Wednesday, January 7, 2026

Joshua B. Freeman's "Garden Apartments"

Joshua B. Freeman is distinguished professor of history emeritus at Queens College and the Graduate Center, City University of New York. He is the author of American Empire: The Rise of a Global Power, the Democratic Revolution at Home, 1945–2000; Behemoth: A History of the Factory and the Making of the Modern World; and Working-Class New York: Life and Labor Since World War II.

Freeman applied the "Page 99 Test" to his new book, Garden Apartments: The History of a Low-Rent Utopia, with the following results:
Page 99 of Garden Apartments describes two residential complexes built by the United States government during World War II. During the war, all civilian housing production was suspended, except for projects for war workers. For some of these, the government hired inventive, modernist architects, who during the postwar years would become architectural stars. Discussed on this page are Aluminum City Terrace, in New Kensington, Pennsylvania, designed by Walter Gropius and Marcel Breuer, for workers at a nearby aluminum plant (with a photograph of it), and the Centerline Defense Housing Project, outside of Detroit, designed by Eliel and Eero Saarinen and their partner Robert Swanson, for workers at a nearby tank plant and naval armory (with photographs on the next page).
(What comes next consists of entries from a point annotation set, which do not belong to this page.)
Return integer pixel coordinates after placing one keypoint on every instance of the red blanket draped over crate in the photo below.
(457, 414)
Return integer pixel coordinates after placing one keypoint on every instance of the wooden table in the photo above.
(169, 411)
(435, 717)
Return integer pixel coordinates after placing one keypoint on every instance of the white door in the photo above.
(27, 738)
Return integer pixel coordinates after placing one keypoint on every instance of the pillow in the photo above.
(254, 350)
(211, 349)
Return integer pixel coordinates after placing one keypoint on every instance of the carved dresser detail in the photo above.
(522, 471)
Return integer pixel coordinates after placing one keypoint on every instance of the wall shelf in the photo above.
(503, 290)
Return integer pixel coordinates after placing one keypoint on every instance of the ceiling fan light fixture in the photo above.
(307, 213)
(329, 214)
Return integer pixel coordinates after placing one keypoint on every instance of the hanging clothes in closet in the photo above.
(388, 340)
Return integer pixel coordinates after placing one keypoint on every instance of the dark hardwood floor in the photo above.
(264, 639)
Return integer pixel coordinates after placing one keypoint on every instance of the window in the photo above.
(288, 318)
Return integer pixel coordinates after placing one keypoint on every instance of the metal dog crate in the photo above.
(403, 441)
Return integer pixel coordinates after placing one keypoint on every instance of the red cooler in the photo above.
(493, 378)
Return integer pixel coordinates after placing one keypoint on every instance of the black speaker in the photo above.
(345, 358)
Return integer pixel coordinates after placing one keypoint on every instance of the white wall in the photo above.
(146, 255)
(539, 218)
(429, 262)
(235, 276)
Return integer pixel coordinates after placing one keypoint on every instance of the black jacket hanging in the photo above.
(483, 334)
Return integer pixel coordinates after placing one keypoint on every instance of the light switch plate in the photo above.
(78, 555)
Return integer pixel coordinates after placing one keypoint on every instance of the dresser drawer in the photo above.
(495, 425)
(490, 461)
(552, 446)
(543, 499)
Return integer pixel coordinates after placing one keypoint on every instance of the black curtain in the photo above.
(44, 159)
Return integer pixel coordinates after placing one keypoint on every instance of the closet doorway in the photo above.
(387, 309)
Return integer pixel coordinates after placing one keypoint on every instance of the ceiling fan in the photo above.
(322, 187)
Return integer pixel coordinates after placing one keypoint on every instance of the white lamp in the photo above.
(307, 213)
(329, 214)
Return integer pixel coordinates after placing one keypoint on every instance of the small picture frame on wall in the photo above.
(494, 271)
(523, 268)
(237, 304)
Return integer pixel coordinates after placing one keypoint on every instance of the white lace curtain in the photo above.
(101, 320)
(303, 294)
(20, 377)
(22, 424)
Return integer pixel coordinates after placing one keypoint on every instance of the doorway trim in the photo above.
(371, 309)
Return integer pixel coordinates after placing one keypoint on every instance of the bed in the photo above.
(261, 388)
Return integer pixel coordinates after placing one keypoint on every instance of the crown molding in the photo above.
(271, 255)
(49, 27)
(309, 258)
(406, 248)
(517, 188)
Page 99 does, and does not, give a good sense of this book as a whole. It examines what were in effect exceptions that illuminate the norm. Garden Apartments traces the origins of the two- and three-story apartment complexes, set on large landscaped sites, that are common across the United States, to early twentieth-century efforts to provide affordable housing to European workers and their families. In shows how, when brought to the United States during the 1920s and 1930s, such residential complexes generally were stripped of their most radical and innovative social and design features. During World War II, however, there was a moment when a convergence of progressive New Deal officials, left-leaning labor unions, and modernist architects led to a short burst of construction of brilliantly-designed, affordable, pathbreaking projects for ordinary working people, like the two described on page 99. The moment was short-lived. When, after the war, garden apartment construction resumed, with government assistance, on a mass scale, much more conventional, even banal, designs became near-universal. Garden Apartments recounts how these buildings nonetheless served their residents well. Many still do (as do the page 99 projects). Page 99 thus suggests mostly unrealized possibilities for a form of housing which, even when dumbed-down, represented a significant social achievement.
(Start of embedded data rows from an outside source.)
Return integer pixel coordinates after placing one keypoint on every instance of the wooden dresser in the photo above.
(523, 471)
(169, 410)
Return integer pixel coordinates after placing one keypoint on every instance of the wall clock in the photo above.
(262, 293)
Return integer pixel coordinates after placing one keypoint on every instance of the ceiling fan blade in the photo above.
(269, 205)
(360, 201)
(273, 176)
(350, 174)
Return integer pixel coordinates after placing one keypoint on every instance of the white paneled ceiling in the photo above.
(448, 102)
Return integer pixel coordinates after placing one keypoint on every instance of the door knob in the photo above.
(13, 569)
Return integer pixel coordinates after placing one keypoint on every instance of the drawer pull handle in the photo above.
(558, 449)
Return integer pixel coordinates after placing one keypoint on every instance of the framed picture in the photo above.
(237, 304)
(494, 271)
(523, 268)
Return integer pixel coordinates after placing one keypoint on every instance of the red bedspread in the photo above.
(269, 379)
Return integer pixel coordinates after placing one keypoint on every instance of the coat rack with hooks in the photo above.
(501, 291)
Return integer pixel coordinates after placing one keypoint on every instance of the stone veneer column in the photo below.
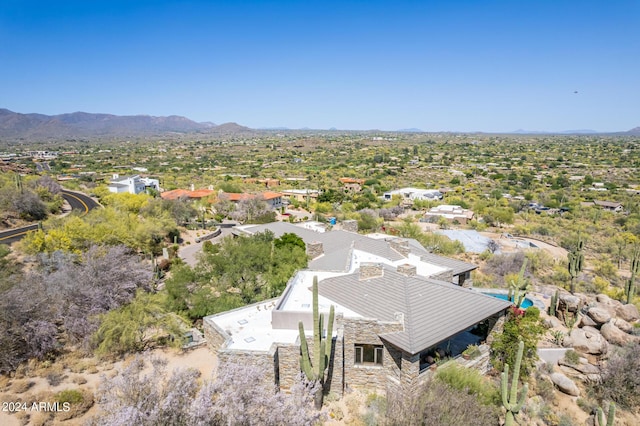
(401, 246)
(370, 270)
(314, 249)
(407, 270)
(350, 225)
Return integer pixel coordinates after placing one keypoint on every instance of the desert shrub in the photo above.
(239, 396)
(572, 357)
(501, 265)
(470, 381)
(620, 378)
(71, 396)
(79, 402)
(529, 329)
(21, 386)
(79, 380)
(55, 378)
(587, 405)
(437, 403)
(565, 420)
(61, 300)
(140, 325)
(545, 388)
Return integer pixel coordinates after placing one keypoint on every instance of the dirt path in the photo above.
(200, 358)
(510, 245)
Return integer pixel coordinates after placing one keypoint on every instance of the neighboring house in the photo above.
(411, 194)
(300, 195)
(273, 199)
(266, 182)
(132, 184)
(397, 312)
(351, 185)
(608, 205)
(183, 193)
(451, 213)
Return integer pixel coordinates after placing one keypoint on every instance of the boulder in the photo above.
(565, 384)
(599, 315)
(569, 302)
(553, 322)
(622, 325)
(582, 367)
(614, 335)
(586, 321)
(586, 340)
(628, 313)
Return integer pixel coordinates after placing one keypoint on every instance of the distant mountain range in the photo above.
(17, 126)
(81, 124)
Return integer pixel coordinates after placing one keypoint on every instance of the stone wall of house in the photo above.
(444, 276)
(366, 331)
(407, 269)
(370, 270)
(314, 249)
(401, 246)
(266, 361)
(215, 336)
(496, 326)
(289, 364)
(350, 225)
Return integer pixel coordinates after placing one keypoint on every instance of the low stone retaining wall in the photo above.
(208, 236)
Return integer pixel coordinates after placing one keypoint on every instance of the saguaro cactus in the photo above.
(518, 288)
(315, 371)
(610, 416)
(510, 399)
(576, 263)
(630, 286)
(553, 305)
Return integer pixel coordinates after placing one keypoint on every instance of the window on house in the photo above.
(368, 354)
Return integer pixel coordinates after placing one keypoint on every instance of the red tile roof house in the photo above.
(273, 199)
(180, 193)
(398, 309)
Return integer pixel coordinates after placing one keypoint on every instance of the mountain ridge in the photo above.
(85, 124)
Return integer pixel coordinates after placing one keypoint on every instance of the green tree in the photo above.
(529, 329)
(140, 325)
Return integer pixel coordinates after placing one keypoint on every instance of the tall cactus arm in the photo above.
(305, 360)
(510, 399)
(332, 314)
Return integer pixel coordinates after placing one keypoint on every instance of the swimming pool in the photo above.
(527, 302)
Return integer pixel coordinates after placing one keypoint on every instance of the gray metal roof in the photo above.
(433, 310)
(339, 245)
(458, 266)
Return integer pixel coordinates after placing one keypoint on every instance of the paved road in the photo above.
(13, 235)
(77, 201)
(190, 253)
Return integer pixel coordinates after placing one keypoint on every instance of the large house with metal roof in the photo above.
(398, 309)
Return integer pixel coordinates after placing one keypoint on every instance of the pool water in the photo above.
(527, 302)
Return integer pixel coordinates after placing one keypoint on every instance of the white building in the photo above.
(414, 194)
(132, 184)
(451, 213)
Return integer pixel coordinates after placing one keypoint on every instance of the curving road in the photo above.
(77, 201)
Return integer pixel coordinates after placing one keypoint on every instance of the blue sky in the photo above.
(434, 65)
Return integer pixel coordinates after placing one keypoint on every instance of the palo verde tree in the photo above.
(518, 288)
(315, 371)
(576, 263)
(510, 399)
(630, 286)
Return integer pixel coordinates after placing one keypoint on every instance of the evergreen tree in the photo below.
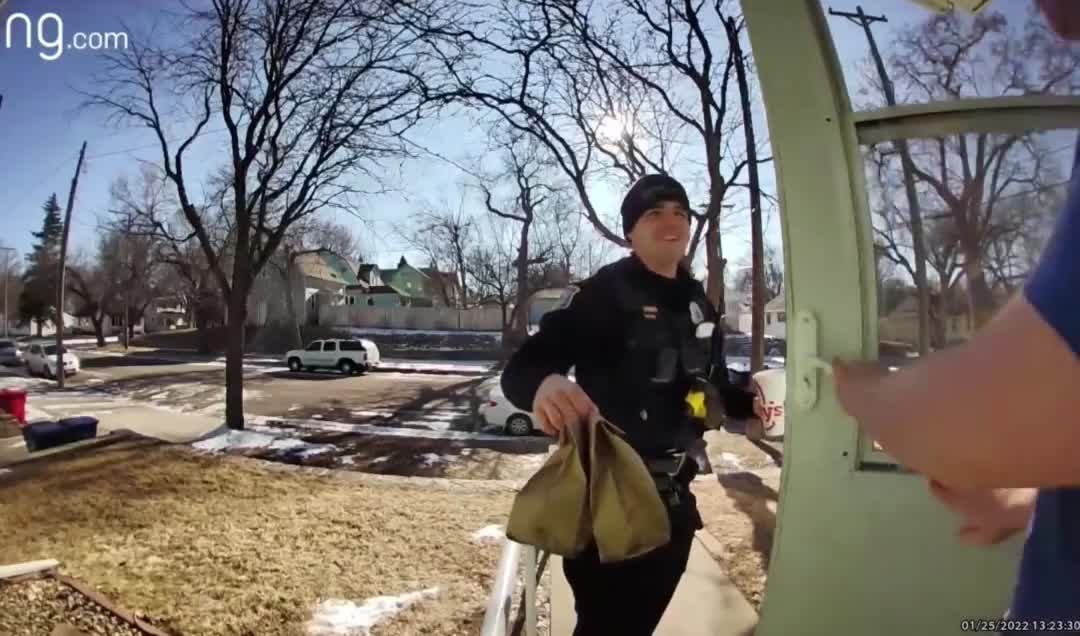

Garden Apartments: The History of a Low-Rent Utopia is the first history of a widespread form of housing almost completely ignored by scholars and policymakers. It is simultaneously a political, architectural, and social history, with the text complimented by extensive illustrations. Written at a time of an intense crisis of housing affordability, it argues that we might learn something about how to address it by looking at our past.